I HATE YOU, BUT I LOVE

I HATE YOU, BUT I LOVE
EPISODE 44



Jihan tiba di sekolah bersama Alviro, ia tidak bisa menolak ketika Alviro memaksanya untuk berangkat ke sekolah bersama.


"Makasih" ucap Jihan datar, kemudian membuka pintu mobil.


"Loh kok gak bisa di buka? " gumam Jihan bingung, pintu mobil Alviro tidak bisa di buka.


"Heh! lo ngunci pintu nya? " Jihan menoleh pada Alviro yang terlihat biasa saja.


"Alviro!! " panggil Jihan lagi.


"Gue mau bukain pintunya, asal ada satu syarat! " ujar Alviro tersenyum penuh arti.


"Loh gila apa? udah mau bel, dan lo masih mau bermain seperti ini! " Jihan tak habis pikir dengan Alviro, 5 menit lagi bel akan segera berbunyi.


"Yaudah, kalo lo gak mau. Kita tetap di sini aja! "


Jihan mendesah pelan, ia tidak punya pilihan lain.

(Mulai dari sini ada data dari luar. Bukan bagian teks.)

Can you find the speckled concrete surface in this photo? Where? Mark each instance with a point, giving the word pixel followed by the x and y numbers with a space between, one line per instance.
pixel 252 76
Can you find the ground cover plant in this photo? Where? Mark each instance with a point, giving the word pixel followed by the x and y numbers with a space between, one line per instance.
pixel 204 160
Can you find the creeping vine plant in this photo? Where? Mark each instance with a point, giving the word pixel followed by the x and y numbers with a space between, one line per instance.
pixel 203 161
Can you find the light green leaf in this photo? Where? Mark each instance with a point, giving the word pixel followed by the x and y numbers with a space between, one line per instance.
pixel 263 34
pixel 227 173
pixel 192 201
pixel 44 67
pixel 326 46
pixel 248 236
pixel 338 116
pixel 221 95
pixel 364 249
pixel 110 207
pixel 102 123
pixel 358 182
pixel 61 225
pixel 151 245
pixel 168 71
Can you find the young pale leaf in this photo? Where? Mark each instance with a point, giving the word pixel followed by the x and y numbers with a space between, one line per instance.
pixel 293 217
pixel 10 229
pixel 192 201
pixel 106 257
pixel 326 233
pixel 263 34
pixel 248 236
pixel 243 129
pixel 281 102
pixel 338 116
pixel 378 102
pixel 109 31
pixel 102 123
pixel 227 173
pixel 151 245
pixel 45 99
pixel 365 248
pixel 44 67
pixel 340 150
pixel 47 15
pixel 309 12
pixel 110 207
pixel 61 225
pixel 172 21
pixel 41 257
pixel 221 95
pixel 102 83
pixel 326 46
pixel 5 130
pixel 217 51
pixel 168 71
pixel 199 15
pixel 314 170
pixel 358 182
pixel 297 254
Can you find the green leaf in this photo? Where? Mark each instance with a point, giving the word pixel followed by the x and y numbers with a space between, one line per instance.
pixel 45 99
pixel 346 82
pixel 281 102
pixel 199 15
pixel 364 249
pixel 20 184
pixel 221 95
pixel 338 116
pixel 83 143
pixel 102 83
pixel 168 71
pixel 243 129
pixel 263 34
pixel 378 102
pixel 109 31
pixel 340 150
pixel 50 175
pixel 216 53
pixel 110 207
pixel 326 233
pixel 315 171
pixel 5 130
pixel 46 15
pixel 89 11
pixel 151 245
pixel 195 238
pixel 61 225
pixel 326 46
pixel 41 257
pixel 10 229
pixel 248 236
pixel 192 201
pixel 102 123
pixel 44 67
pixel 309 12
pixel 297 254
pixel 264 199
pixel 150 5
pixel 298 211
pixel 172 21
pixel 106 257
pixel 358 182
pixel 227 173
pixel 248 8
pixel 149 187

Jika ia tetap melawan Alviro, maka ia akan terlambat masuk kelas. Mereka pasti di hukum lagi oleh Arvan.


"Ihh Yaudah iya, apa syarat nya! "


Alviro tersenyum lebar, ia memperbaiki posisi duduknya jadi menghadap ke Jihan.


"Bilang sama gue, kalo lo, suka sama gue! "


"What?? " mata Jihan membulat, Alviro terlihat seperti anak SMP sekarang.


"Kenapa? gak mau? " potong Alviro.


"Lo udah kaya anak SMP Tahu gak, gak malu apa? umur dah tua juga, masih aja kek anak kecil"


"Yaudah, kita di sini aja sampe pulang" Gumam Alviro dengan nada suara merajuk, ia melipat, kedua tangannya di depan dada.


Hufff..... Jihan menarik nafas dalam, kemudian menatap Alviro malas.


"gue suka sama lo" ucap Jihan hampir tak terdengar oleh Alviro. 5


"Apa? gue gak denger"


Rahang Jihan mengeras, ia benar-benar merasa jengkel pada Alviro.


Hufffff....


"Alviro, gue suka sama lo! " ulang Jihan dengan nada yang lebih keras.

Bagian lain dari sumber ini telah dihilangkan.